I think the soften/harden stuff is used more for low Poly work.
Be warned if you smooth, and then delete the history, there is no going back to the base mesh.
RedWarp
07-05-2002, 08:32 PM
I tried increasing the smooth factor, and it just made more, smaller polygons.
The thing is, there are no shaders or textures on the polygons at all - I'm just going by what looks like it works. When I soften the normals, it looks like it's smoother. I was just hoping that it would be an alternate method to the Poly->Smooth.
As for not being able to compare the two methods, that's ok. I'm new to this program, and I'm still learning. I didn't know that they had nothing to do with each other.
why do you want an alternate method? if you want a highpoly object for animations or stills smooth works very well. and as underdog allready said an alternade is suddivisions
RedWarp
07-05-2002, 09:33 PM
why do you want an alternate method?
I was just wondering. Trying to save a little wear on the processor. :)
Well the normals don't affect the shader itself, but the surface... I mean... well yeah, you DO have a shader on the surface, you always do, otherwise you'd have only wireframe to look at, so the shader is affected, as the shader calculates how the mesh looks like, with the aditional information of the normals to know how to scatter light.
So, smoothing out with normals should in most cases (Except if it's VERY lowpoly, like a human face made of >15 polygons, or such) make perfectly smooth surface (Oh and unless the faces have big differences in facing, like almost 90° turns between two faces, and etc.) but the silhouette isn't smooth, it'll never be, as the normals are just faking smoothness trough the shader, but if you see the hard edge where only 2-3 polys used, you're going to clearly see the 2-3 polys, as the normals don't move or change anything.
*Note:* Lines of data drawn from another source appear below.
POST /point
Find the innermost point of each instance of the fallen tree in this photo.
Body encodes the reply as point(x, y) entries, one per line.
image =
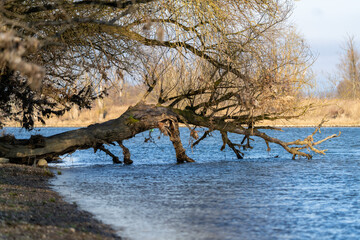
point(135, 120)
point(221, 65)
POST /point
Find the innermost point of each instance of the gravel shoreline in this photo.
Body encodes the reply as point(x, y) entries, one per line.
point(29, 209)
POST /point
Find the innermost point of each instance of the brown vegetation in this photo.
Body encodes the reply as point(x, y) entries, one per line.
point(30, 210)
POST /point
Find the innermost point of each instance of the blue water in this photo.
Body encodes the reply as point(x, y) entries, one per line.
point(263, 196)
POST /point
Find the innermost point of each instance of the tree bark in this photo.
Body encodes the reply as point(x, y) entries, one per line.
point(135, 120)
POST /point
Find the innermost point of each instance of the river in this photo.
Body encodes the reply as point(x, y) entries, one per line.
point(266, 195)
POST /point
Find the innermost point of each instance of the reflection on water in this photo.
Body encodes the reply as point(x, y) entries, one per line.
point(220, 197)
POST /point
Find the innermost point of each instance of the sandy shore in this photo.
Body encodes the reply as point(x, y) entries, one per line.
point(30, 210)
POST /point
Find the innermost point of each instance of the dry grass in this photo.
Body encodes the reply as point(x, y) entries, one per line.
point(337, 112)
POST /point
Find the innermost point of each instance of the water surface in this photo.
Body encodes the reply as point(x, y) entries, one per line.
point(263, 196)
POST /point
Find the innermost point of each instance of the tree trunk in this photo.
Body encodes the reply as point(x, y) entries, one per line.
point(135, 120)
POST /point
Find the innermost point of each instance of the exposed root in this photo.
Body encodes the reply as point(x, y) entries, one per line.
point(170, 127)
point(102, 148)
point(126, 153)
point(206, 133)
point(226, 141)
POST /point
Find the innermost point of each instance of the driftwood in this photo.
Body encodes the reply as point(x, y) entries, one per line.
point(135, 120)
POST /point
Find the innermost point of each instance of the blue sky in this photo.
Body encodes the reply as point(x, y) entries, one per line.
point(325, 24)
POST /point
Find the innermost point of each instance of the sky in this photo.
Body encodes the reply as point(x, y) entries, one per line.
point(325, 24)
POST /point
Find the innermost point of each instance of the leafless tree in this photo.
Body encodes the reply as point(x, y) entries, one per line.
point(222, 65)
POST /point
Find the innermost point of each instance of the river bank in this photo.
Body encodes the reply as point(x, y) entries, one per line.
point(30, 210)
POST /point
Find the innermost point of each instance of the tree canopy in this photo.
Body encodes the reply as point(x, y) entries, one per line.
point(223, 65)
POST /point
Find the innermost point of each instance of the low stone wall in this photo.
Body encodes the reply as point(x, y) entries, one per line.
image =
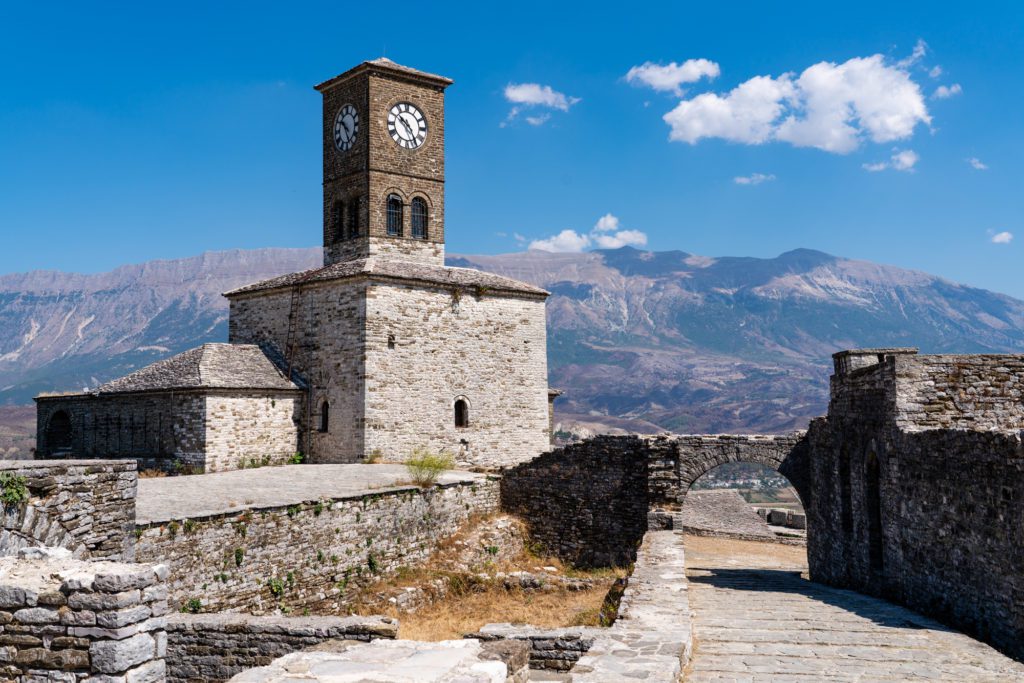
point(550, 649)
point(67, 620)
point(215, 647)
point(307, 556)
point(86, 506)
point(652, 638)
point(588, 502)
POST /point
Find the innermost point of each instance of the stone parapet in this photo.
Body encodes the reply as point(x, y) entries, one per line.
point(215, 647)
point(86, 506)
point(68, 620)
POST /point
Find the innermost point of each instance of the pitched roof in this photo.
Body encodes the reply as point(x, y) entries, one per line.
point(386, 65)
point(206, 367)
point(388, 268)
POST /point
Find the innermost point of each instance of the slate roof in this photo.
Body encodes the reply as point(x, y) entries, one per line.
point(207, 367)
point(388, 268)
point(384, 62)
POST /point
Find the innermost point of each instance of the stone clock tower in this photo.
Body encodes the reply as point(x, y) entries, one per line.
point(384, 164)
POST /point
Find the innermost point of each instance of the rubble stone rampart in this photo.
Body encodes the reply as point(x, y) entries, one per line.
point(214, 647)
point(308, 555)
point(86, 506)
point(68, 620)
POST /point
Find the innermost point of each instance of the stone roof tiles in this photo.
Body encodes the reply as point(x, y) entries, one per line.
point(207, 367)
point(387, 268)
point(387, 65)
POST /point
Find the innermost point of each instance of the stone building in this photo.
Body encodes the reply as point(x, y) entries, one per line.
point(383, 350)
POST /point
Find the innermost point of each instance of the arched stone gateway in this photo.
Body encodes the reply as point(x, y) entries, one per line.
point(590, 503)
point(697, 455)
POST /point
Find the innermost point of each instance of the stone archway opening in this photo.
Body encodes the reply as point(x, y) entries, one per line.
point(744, 501)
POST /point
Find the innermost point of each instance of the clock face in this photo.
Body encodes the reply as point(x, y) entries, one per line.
point(346, 127)
point(407, 125)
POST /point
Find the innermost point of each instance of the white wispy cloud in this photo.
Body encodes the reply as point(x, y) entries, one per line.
point(753, 178)
point(919, 52)
point(830, 107)
point(901, 160)
point(670, 77)
point(606, 233)
point(947, 91)
point(529, 95)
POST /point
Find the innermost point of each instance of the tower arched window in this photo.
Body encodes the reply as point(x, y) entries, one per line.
point(419, 216)
point(338, 219)
point(325, 417)
point(352, 219)
point(461, 413)
point(394, 210)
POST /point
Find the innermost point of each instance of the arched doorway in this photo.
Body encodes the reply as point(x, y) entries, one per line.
point(58, 433)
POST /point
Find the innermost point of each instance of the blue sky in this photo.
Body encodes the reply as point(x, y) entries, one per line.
point(136, 131)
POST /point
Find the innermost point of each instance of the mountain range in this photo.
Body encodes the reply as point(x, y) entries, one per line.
point(638, 340)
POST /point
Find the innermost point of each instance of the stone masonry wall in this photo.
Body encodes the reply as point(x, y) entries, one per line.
point(244, 427)
point(308, 556)
point(588, 503)
point(155, 429)
point(488, 349)
point(68, 620)
point(960, 391)
point(204, 648)
point(925, 515)
point(328, 355)
point(87, 507)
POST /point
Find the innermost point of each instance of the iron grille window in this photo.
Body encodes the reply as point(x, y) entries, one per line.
point(419, 218)
point(394, 215)
point(337, 219)
point(462, 413)
point(353, 216)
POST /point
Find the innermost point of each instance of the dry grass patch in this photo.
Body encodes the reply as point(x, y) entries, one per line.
point(456, 615)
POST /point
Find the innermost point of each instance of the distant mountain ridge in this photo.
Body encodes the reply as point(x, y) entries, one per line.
point(639, 340)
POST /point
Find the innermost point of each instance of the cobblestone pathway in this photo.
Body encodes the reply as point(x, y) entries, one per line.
point(755, 619)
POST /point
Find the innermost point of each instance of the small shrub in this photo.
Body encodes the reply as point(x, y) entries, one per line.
point(424, 467)
point(13, 489)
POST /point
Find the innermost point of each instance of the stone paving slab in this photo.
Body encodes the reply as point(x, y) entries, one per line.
point(163, 499)
point(765, 623)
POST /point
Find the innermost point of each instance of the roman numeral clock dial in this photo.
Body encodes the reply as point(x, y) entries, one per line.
point(346, 127)
point(407, 125)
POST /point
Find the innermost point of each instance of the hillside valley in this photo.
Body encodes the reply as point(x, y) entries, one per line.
point(640, 341)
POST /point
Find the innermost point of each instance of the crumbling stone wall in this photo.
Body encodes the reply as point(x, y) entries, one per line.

Smoothing out by making new polygons is better if you aren't making stuff that needs to be rendered realtime, as you can make smooth models even if you have the edges look "hard", by just making ALOT of polygons, ofcourse you don't need to, as the smooth option actually smoothens out the normals autom. for you. BUT when it creates new polygons, the silhouete will be smooth also, as the 2-3 polys making the hard edge you can see in the render, has turned to 20-30, or possibly 200-300 polygons, making it nicely curve, rather than look boxy.
Heck I'm sleepy again (I wonder why I always read trough these in the middle of the night :)), so you won't propably understand half of that gibberish, but I hope I somewhat explained how those two work.
Sibben
07-06-2002, 12:36 AM
If you just want to make the model more round without changing the topology (i.e. more polys) you could try either the Average Vertices command or Sculpt Polygons (Smooth option). Bear in mind that it looses volume though...
The optimal approach is of course to add some edges here and there and move the vertices. Like a Smooth but only where you need it. Or Smooth and then reduce the mesh either manually or automatically...
RedWarp
07-06-2002, 01:18 AM
Big thanks wT, that's what I was looking for.
Sibben, yeah, I've done a lot with splitting the polys and moving them around. It's actually fairly complex right now... Just need that final polishing.